I jumped on the Faktor 30; I love it. It's draw is much smoother than my Bowtech Assassian. I can't feel any vibration when shooting it. And it's very quite!


----------



## hoghunter011583 (Jul 21, 2008)

Ok, I just saw that the new PSE full throttle shoots 370 fps, I'm going to see how it feels and might go with that.

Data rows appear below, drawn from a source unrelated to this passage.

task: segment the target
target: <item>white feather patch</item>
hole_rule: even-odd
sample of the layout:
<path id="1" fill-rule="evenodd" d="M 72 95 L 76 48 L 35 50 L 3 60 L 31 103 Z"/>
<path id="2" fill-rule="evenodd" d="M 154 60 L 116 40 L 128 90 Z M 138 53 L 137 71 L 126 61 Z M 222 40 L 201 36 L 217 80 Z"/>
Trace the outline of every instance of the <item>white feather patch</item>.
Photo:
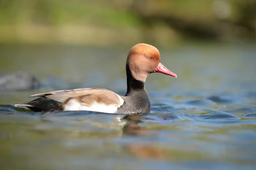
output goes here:
<path id="1" fill-rule="evenodd" d="M 116 105 L 105 105 L 99 103 L 95 103 L 90 106 L 87 106 L 78 102 L 75 99 L 71 99 L 65 105 L 64 110 L 87 110 L 113 113 L 116 111 L 118 108 Z"/>

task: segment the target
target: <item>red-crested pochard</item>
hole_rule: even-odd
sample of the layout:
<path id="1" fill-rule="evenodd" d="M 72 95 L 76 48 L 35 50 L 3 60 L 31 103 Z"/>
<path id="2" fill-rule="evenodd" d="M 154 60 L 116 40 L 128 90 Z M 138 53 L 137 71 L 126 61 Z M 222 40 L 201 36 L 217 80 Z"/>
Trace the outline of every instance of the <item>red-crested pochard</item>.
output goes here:
<path id="1" fill-rule="evenodd" d="M 138 44 L 130 50 L 126 60 L 127 91 L 124 96 L 104 88 L 86 88 L 35 94 L 38 97 L 27 103 L 15 105 L 34 111 L 88 110 L 131 114 L 150 111 L 150 99 L 145 81 L 151 73 L 158 72 L 177 77 L 160 62 L 155 47 Z"/>

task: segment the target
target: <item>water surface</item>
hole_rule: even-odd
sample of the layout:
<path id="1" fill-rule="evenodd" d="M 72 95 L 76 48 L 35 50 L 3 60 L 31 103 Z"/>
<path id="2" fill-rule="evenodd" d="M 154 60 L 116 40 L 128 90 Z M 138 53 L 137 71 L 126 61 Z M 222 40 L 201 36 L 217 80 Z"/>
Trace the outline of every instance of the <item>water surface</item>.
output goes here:
<path id="1" fill-rule="evenodd" d="M 125 94 L 129 48 L 2 45 L 0 72 L 27 70 L 38 90 L 0 92 L 3 169 L 237 169 L 256 167 L 255 45 L 159 48 L 177 78 L 153 74 L 150 113 L 33 113 L 12 105 L 53 90 Z"/>

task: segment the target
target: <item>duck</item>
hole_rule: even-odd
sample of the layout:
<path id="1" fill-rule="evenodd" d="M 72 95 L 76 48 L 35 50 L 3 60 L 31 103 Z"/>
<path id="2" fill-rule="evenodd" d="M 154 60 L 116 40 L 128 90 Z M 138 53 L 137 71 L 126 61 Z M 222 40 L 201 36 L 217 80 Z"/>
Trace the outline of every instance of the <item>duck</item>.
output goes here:
<path id="1" fill-rule="evenodd" d="M 102 88 L 60 90 L 34 94 L 38 97 L 27 103 L 15 105 L 34 112 L 87 110 L 131 115 L 149 113 L 151 102 L 145 88 L 148 76 L 160 73 L 177 78 L 160 62 L 160 53 L 154 46 L 140 43 L 130 50 L 126 60 L 127 89 L 121 96 Z"/>

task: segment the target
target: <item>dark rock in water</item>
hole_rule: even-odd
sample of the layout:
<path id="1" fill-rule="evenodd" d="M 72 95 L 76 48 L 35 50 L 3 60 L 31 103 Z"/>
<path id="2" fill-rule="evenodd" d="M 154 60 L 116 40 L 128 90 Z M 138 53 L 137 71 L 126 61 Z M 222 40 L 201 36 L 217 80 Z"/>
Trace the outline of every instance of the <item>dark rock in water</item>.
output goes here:
<path id="1" fill-rule="evenodd" d="M 38 88 L 39 82 L 25 71 L 4 74 L 0 76 L 0 91 L 23 91 Z"/>

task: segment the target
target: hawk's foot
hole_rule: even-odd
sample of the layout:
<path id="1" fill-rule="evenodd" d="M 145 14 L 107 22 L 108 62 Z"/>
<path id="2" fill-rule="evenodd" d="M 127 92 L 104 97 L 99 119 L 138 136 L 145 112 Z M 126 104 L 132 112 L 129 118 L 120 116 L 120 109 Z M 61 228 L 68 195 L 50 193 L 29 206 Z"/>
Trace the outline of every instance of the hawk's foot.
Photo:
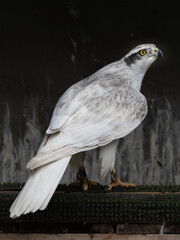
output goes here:
<path id="1" fill-rule="evenodd" d="M 84 191 L 88 190 L 89 185 L 98 185 L 99 183 L 89 181 L 86 175 L 85 168 L 80 168 L 79 172 L 77 173 L 77 179 L 80 181 L 80 184 L 83 187 Z"/>
<path id="2" fill-rule="evenodd" d="M 115 168 L 113 168 L 112 172 L 111 172 L 111 183 L 107 185 L 106 190 L 110 191 L 113 187 L 116 186 L 122 186 L 122 187 L 136 187 L 135 184 L 133 183 L 126 183 L 126 182 L 122 182 L 116 173 Z"/>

Do you guys think I should give up a little feel and comfort for the extra speed!!


----------



## Mojo1 (Sep 8, 2007)

That's what I did when I got that Assassian early this year, and my bad shoulder paid for it. Never again will I trade comfort for speed.


----------



## alpinebowman (Sep 24, 2007)

That full throttle will be a beast to shoot. You really give up shooting comfort to get that speed. Some people love the feel but i would only get a 50 or 60 lb throttle.


----------



## hoghunter011583 (Jul 21, 2008)

At 50-60 lbs you are not going to be at 370, more like faktor speeds?
Just need to go shoot it and see I guess


----------



## silentstalker (Feb 19, 2008)

I would never trade comfort for speed on a bow.


----------



## swbuckmaster (Sep 14, 2007)

hoghunter011583 said:


> At 50-60 lbs you are not going to be at 370, more like faktor speeds?
> Just need to go shoot it and see I guess


That's not true 
You can get ibo speeds with ibo weight arrows

So at 50 lbs you can 370 with 250 grain arrow

60 lbs can get 370 with 300 grain arrow

70 =350


----------



## TopofUtahArcher (Sep 9, 2009)

Hoghunter, the PSE bows including the Full Throttle will be on demo at the bow shop on 800 North Main in Logan tomorrow night from 6-7:30... don't know if you're close enough to go try them out or not. hope to see you there.


----------



## bow_dude (Aug 20, 2009)

Those IBO speeds are also for a 30 inch draw. If you are shooting less draw, you will never get the 370 at any arrow weight unless you shoot less than 5 grains per lb. (not recommended and dangerous). The PSE speed bows I have shot have a horrible draw. I like speed, but not at that price. You will find that controlling a hunting arrow at speeds above 310 fps become increasingly harder the faster you go. I shot a hunting arrow at 328 fps one year. when loper hunting. I spent an abnormal amount of time finding a fletching combo to control it. (fixed blade combo). Using a mechanical broad head, you can probably do it. I have slowed my arrow down on my hunting bow ever since. I have shot mechanical broad heads, killed elk and deer with them, but prefer a fixed blade (Magnus Buzz Cut's or Stingers). Speed bows are for experienced shooters who already have good form. Beginners will struggle with their accuracy. Of course, accuracy is subjective. For some, a group of 5 arrows the size of a breadbox is sufficient at 20 yards. I want a 1 inch group at 20 yards. We used to shoot fast arrows for a flat trajectory which helped us with range estimation. With todays range finders, there is no need to estimate (guestimate). I range everything. I want to know the distance, not guess the distance. So, back to your question. No, I would not go in the PSE speed bow direction, and I have been shooting for over 40 years and feel I have the experience to control such a bow. Just not interested.


----------